July 13, 2010|By HEATHER KEELS

WASHINGTON COUNTY -- Consultants hired to study options for the Devil's Backbone Dam reported Tuesday that they recommend repairing the dam, which they said was the fastest and least-expensive option.

Repairing the dam would cost about $845,600 and take about 6 1/2 months, while removing it would cost about $2.6 million and take about a year, according to the report from Wallace, Montgomery and Associates. A partial removal would cost about $1.8 million and would also take about a year, the report shows.

The Washington County Commissioners made no decision following the presentation but decided to seek more input from dam-removal advocates and from the Maryland Historical Trust.

The Maryland Department of the Environment has ordered the county to address the deteriorating masonry dam, which is owned by the county as part of Devil's Backbone Park on Antietam Creek, south of Hagerstown.


The dam is more than 100 years old and many of the stones are missing from the downstream face, with water flowing through the masonry at random locations, the consultants' report says.

Advantages of repairing the dam include maintaining the current look of the park and existing stream characteristics, while disadvantages include the need for a fish ladder and associated maintenance, and the fact that the type of repair recommended would detract from the historic nature of the dam, consultant John Keenan told the commissioners.

The recommended repair method is to encase the dam in concrete to fill in any holes and improve its stability.

A historically accurate restoration would require demolishing and rebuilding the dam with skilled stonemasons and would cost about three times the cost of the concrete encasement, the report says.

Removing the dam would allow the stream to return to a more natural condition, benefiting fish, but it would require extensive stream bank restoration and change the look of Devil's Backbone Park dramatically, Keenan said.

Upstream of the dam site, the water level would drop about nine feet, leaving steep banks, he said.
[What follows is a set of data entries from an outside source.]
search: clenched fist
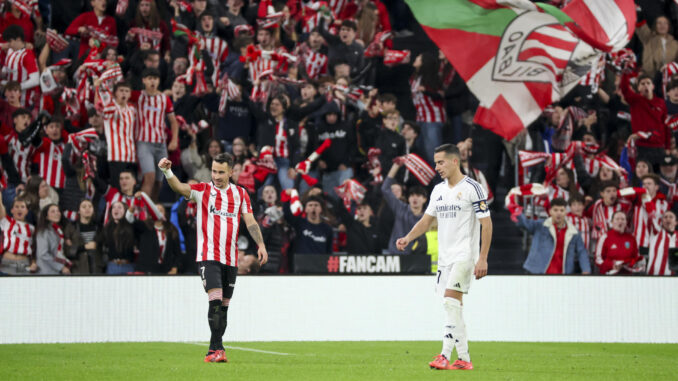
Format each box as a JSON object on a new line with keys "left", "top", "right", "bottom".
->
{"left": 158, "top": 157, "right": 172, "bottom": 170}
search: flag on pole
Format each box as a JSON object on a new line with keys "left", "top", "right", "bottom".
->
{"left": 405, "top": 0, "right": 635, "bottom": 140}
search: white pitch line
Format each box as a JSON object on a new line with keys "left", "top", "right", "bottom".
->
{"left": 185, "top": 342, "right": 292, "bottom": 356}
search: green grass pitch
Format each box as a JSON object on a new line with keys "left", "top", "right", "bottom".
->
{"left": 1, "top": 341, "right": 677, "bottom": 380}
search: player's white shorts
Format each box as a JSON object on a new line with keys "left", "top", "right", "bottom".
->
{"left": 435, "top": 260, "right": 474, "bottom": 296}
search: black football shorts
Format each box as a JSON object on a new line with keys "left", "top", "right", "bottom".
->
{"left": 198, "top": 261, "right": 237, "bottom": 298}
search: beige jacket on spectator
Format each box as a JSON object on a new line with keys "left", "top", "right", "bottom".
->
{"left": 180, "top": 143, "right": 211, "bottom": 183}
{"left": 638, "top": 24, "right": 678, "bottom": 77}
{"left": 39, "top": 186, "right": 60, "bottom": 211}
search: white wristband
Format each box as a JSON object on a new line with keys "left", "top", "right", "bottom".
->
{"left": 161, "top": 168, "right": 175, "bottom": 180}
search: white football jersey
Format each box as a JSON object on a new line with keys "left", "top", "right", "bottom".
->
{"left": 425, "top": 176, "right": 490, "bottom": 266}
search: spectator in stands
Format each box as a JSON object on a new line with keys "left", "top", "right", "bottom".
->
{"left": 588, "top": 180, "right": 632, "bottom": 246}
{"left": 517, "top": 198, "right": 591, "bottom": 274}
{"left": 410, "top": 51, "right": 447, "bottom": 164}
{"left": 647, "top": 210, "right": 677, "bottom": 276}
{"left": 64, "top": 199, "right": 102, "bottom": 274}
{"left": 381, "top": 162, "right": 427, "bottom": 254}
{"left": 1, "top": 0, "right": 35, "bottom": 43}
{"left": 100, "top": 201, "right": 136, "bottom": 274}
{"left": 631, "top": 159, "right": 653, "bottom": 187}
{"left": 319, "top": 18, "right": 364, "bottom": 78}
{"left": 375, "top": 110, "right": 406, "bottom": 172}
{"left": 36, "top": 204, "right": 71, "bottom": 275}
{"left": 658, "top": 155, "right": 678, "bottom": 188}
{"left": 567, "top": 194, "right": 592, "bottom": 252}
{"left": 181, "top": 137, "right": 223, "bottom": 183}
{"left": 126, "top": 202, "right": 181, "bottom": 274}
{"left": 458, "top": 138, "right": 493, "bottom": 204}
{"left": 283, "top": 194, "right": 333, "bottom": 255}
{"left": 335, "top": 199, "right": 381, "bottom": 255}
{"left": 237, "top": 253, "right": 261, "bottom": 275}
{"left": 315, "top": 102, "right": 357, "bottom": 199}
{"left": 2, "top": 25, "right": 40, "bottom": 109}
{"left": 65, "top": 0, "right": 117, "bottom": 59}
{"left": 134, "top": 68, "right": 179, "bottom": 199}
{"left": 0, "top": 81, "right": 22, "bottom": 133}
{"left": 0, "top": 194, "right": 36, "bottom": 274}
{"left": 23, "top": 176, "right": 59, "bottom": 215}
{"left": 128, "top": 0, "right": 172, "bottom": 60}
{"left": 636, "top": 15, "right": 678, "bottom": 77}
{"left": 173, "top": 179, "right": 199, "bottom": 274}
{"left": 94, "top": 80, "right": 137, "bottom": 190}
{"left": 595, "top": 211, "right": 642, "bottom": 275}
{"left": 620, "top": 72, "right": 670, "bottom": 168}
{"left": 254, "top": 186, "right": 290, "bottom": 273}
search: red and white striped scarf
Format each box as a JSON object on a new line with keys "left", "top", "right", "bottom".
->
{"left": 155, "top": 226, "right": 166, "bottom": 264}
{"left": 404, "top": 153, "right": 436, "bottom": 186}
{"left": 274, "top": 120, "right": 288, "bottom": 158}
{"left": 334, "top": 179, "right": 366, "bottom": 212}
{"left": 52, "top": 223, "right": 72, "bottom": 267}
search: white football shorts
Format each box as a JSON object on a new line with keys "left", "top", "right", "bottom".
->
{"left": 435, "top": 260, "right": 474, "bottom": 296}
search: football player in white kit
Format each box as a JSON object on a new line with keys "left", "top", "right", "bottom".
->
{"left": 397, "top": 143, "right": 492, "bottom": 370}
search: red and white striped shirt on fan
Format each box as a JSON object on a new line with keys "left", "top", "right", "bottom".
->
{"left": 632, "top": 196, "right": 669, "bottom": 249}
{"left": 0, "top": 216, "right": 34, "bottom": 255}
{"left": 567, "top": 213, "right": 591, "bottom": 250}
{"left": 410, "top": 76, "right": 446, "bottom": 123}
{"left": 102, "top": 95, "right": 136, "bottom": 162}
{"left": 135, "top": 91, "right": 174, "bottom": 143}
{"left": 2, "top": 48, "right": 40, "bottom": 108}
{"left": 5, "top": 132, "right": 34, "bottom": 183}
{"left": 103, "top": 187, "right": 135, "bottom": 224}
{"left": 189, "top": 182, "right": 253, "bottom": 266}
{"left": 201, "top": 35, "right": 228, "bottom": 87}
{"left": 34, "top": 138, "right": 66, "bottom": 189}
{"left": 647, "top": 228, "right": 676, "bottom": 276}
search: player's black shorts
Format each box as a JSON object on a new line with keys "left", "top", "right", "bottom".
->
{"left": 198, "top": 261, "right": 237, "bottom": 299}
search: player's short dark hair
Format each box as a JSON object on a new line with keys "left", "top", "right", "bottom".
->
{"left": 341, "top": 19, "right": 357, "bottom": 31}
{"left": 141, "top": 68, "right": 161, "bottom": 79}
{"left": 12, "top": 108, "right": 31, "bottom": 119}
{"left": 407, "top": 185, "right": 428, "bottom": 199}
{"left": 568, "top": 193, "right": 585, "bottom": 205}
{"left": 2, "top": 25, "right": 25, "bottom": 42}
{"left": 550, "top": 198, "right": 568, "bottom": 209}
{"left": 113, "top": 81, "right": 132, "bottom": 93}
{"left": 434, "top": 143, "right": 461, "bottom": 158}
{"left": 378, "top": 93, "right": 397, "bottom": 104}
{"left": 641, "top": 173, "right": 661, "bottom": 186}
{"left": 402, "top": 120, "right": 420, "bottom": 136}
{"left": 4, "top": 81, "right": 20, "bottom": 93}
{"left": 212, "top": 152, "right": 234, "bottom": 169}
{"left": 304, "top": 195, "right": 324, "bottom": 210}
{"left": 599, "top": 180, "right": 619, "bottom": 193}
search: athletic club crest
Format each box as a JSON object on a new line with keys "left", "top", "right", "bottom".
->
{"left": 492, "top": 11, "right": 597, "bottom": 91}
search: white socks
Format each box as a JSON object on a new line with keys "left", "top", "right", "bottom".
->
{"left": 442, "top": 297, "right": 470, "bottom": 362}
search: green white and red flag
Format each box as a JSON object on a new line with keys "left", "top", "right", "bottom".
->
{"left": 405, "top": 0, "right": 636, "bottom": 140}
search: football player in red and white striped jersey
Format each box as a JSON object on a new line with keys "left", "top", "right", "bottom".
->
{"left": 134, "top": 69, "right": 178, "bottom": 199}
{"left": 0, "top": 193, "right": 37, "bottom": 274}
{"left": 1, "top": 26, "right": 40, "bottom": 110}
{"left": 159, "top": 153, "right": 267, "bottom": 363}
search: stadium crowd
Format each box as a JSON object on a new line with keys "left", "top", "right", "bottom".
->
{"left": 0, "top": 0, "right": 676, "bottom": 276}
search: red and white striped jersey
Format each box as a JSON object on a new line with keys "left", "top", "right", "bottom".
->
{"left": 329, "top": 0, "right": 348, "bottom": 17}
{"left": 103, "top": 187, "right": 135, "bottom": 224}
{"left": 647, "top": 229, "right": 676, "bottom": 276}
{"left": 155, "top": 226, "right": 166, "bottom": 264}
{"left": 2, "top": 48, "right": 39, "bottom": 108}
{"left": 303, "top": 51, "right": 328, "bottom": 80}
{"left": 567, "top": 213, "right": 591, "bottom": 250}
{"left": 0, "top": 216, "right": 34, "bottom": 256}
{"left": 410, "top": 75, "right": 446, "bottom": 123}
{"left": 102, "top": 98, "right": 137, "bottom": 162}
{"left": 201, "top": 35, "right": 228, "bottom": 87}
{"left": 632, "top": 196, "right": 669, "bottom": 249}
{"left": 590, "top": 199, "right": 632, "bottom": 240}
{"left": 5, "top": 132, "right": 34, "bottom": 183}
{"left": 35, "top": 139, "right": 66, "bottom": 189}
{"left": 135, "top": 27, "right": 162, "bottom": 51}
{"left": 189, "top": 182, "right": 253, "bottom": 266}
{"left": 274, "top": 120, "right": 289, "bottom": 158}
{"left": 136, "top": 91, "right": 174, "bottom": 143}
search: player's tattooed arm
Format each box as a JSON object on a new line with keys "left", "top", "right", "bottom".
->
{"left": 247, "top": 223, "right": 264, "bottom": 246}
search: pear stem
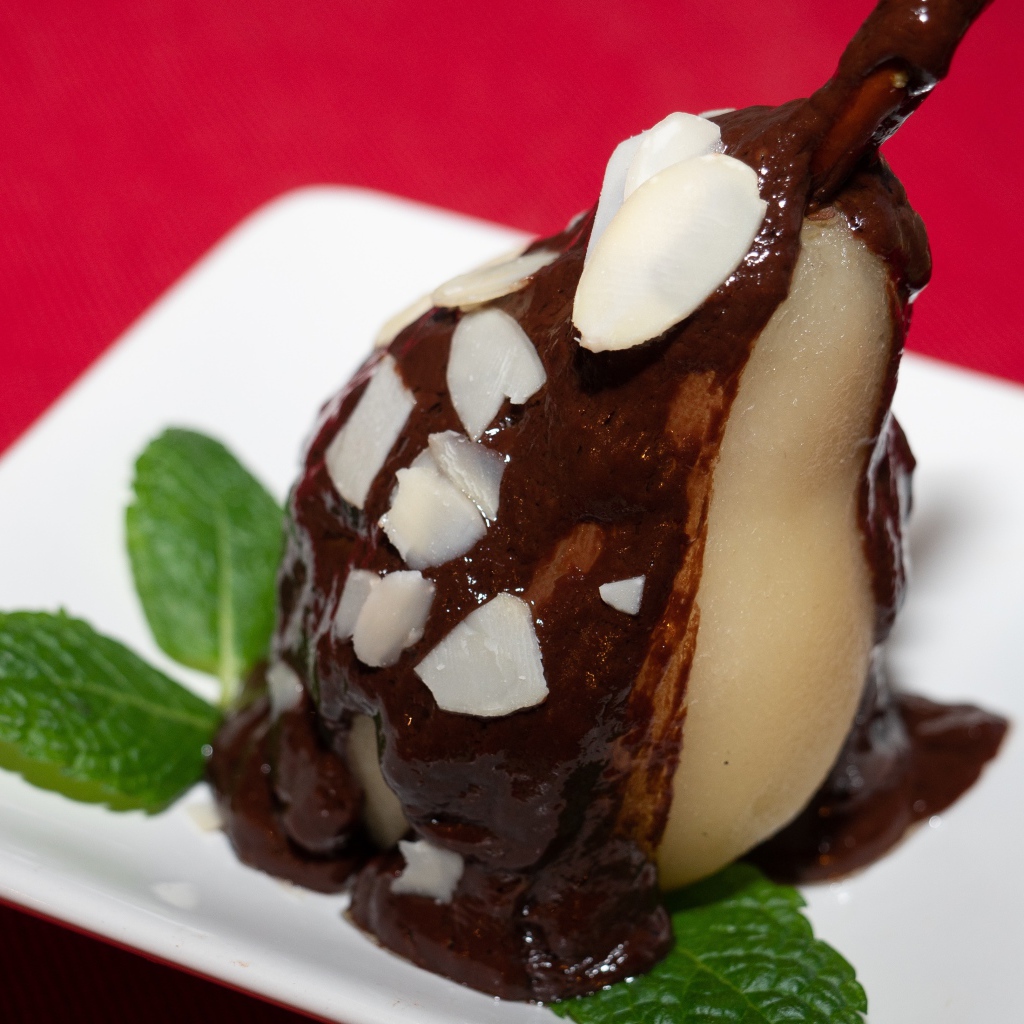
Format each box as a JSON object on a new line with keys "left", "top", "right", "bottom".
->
{"left": 807, "top": 0, "right": 993, "bottom": 204}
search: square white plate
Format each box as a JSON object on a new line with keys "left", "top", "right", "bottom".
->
{"left": 0, "top": 187, "right": 1021, "bottom": 1023}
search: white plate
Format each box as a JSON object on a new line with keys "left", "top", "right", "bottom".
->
{"left": 0, "top": 187, "right": 1021, "bottom": 1023}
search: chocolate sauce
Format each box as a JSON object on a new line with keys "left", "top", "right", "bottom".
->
{"left": 207, "top": 669, "right": 371, "bottom": 893}
{"left": 749, "top": 659, "right": 1008, "bottom": 882}
{"left": 209, "top": 0, "right": 1007, "bottom": 1001}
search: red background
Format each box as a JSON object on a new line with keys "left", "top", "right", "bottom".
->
{"left": 1, "top": 0, "right": 1021, "bottom": 1020}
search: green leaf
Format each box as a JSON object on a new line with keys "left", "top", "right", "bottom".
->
{"left": 0, "top": 611, "right": 221, "bottom": 812}
{"left": 126, "top": 428, "right": 283, "bottom": 706}
{"left": 552, "top": 864, "right": 866, "bottom": 1024}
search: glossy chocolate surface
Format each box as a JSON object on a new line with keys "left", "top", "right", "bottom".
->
{"left": 749, "top": 659, "right": 1008, "bottom": 882}
{"left": 209, "top": 0, "right": 1006, "bottom": 1001}
{"left": 207, "top": 668, "right": 372, "bottom": 893}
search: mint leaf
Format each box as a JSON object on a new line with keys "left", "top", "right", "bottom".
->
{"left": 126, "top": 429, "right": 283, "bottom": 706}
{"left": 0, "top": 611, "right": 220, "bottom": 812}
{"left": 552, "top": 864, "right": 866, "bottom": 1023}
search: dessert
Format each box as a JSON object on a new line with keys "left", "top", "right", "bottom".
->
{"left": 209, "top": 0, "right": 1007, "bottom": 1002}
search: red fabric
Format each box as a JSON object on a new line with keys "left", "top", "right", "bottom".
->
{"left": 3, "top": 1, "right": 1024, "bottom": 459}
{"left": 0, "top": 1, "right": 1021, "bottom": 1020}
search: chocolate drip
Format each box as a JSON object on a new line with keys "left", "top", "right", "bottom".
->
{"left": 209, "top": 0, "right": 1006, "bottom": 1001}
{"left": 208, "top": 667, "right": 371, "bottom": 893}
{"left": 748, "top": 659, "right": 1008, "bottom": 882}
{"left": 862, "top": 412, "right": 916, "bottom": 640}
Also, the stream velocity would increase dramatically, requiring measures to prevent additional erosion and transport of sediment downstream, the report says.

Keenan said a partial removal would be the "worst of both worlds," requiring both concrete work and stream stabilization.

Commissioner William J. Wivell said the report seemed "skewed toward dam repair" and said the cost estimates contradicted information presented by dam-removal advocates, who said removal is almost always more cost efficient in the long run.

Dave Biser, President of the Antietam Creek Watershed Alliance, asked the commissioners for more time to research grants for dam removal and consult with dam-removal experts for their feedback on the report.

Commissioner Kristin B. Aleshire said he favored the repair option, provided access to the repaired dam would not be restricted, a fish ladder would not degrade the appearance and the Maryland Historical Trust would agree to it.

Wivell said he thought it was unlikely MHT would agree to the concrete encasement plan and said he was leaning toward the partial removal option.

Commissioner Terry Baker said he was encouraged by the lowered estimate for repairs, but wanted to know if grants for dam removal would help bring the removal option more in line.

"I'm still torn as to what decision I want to make," he said.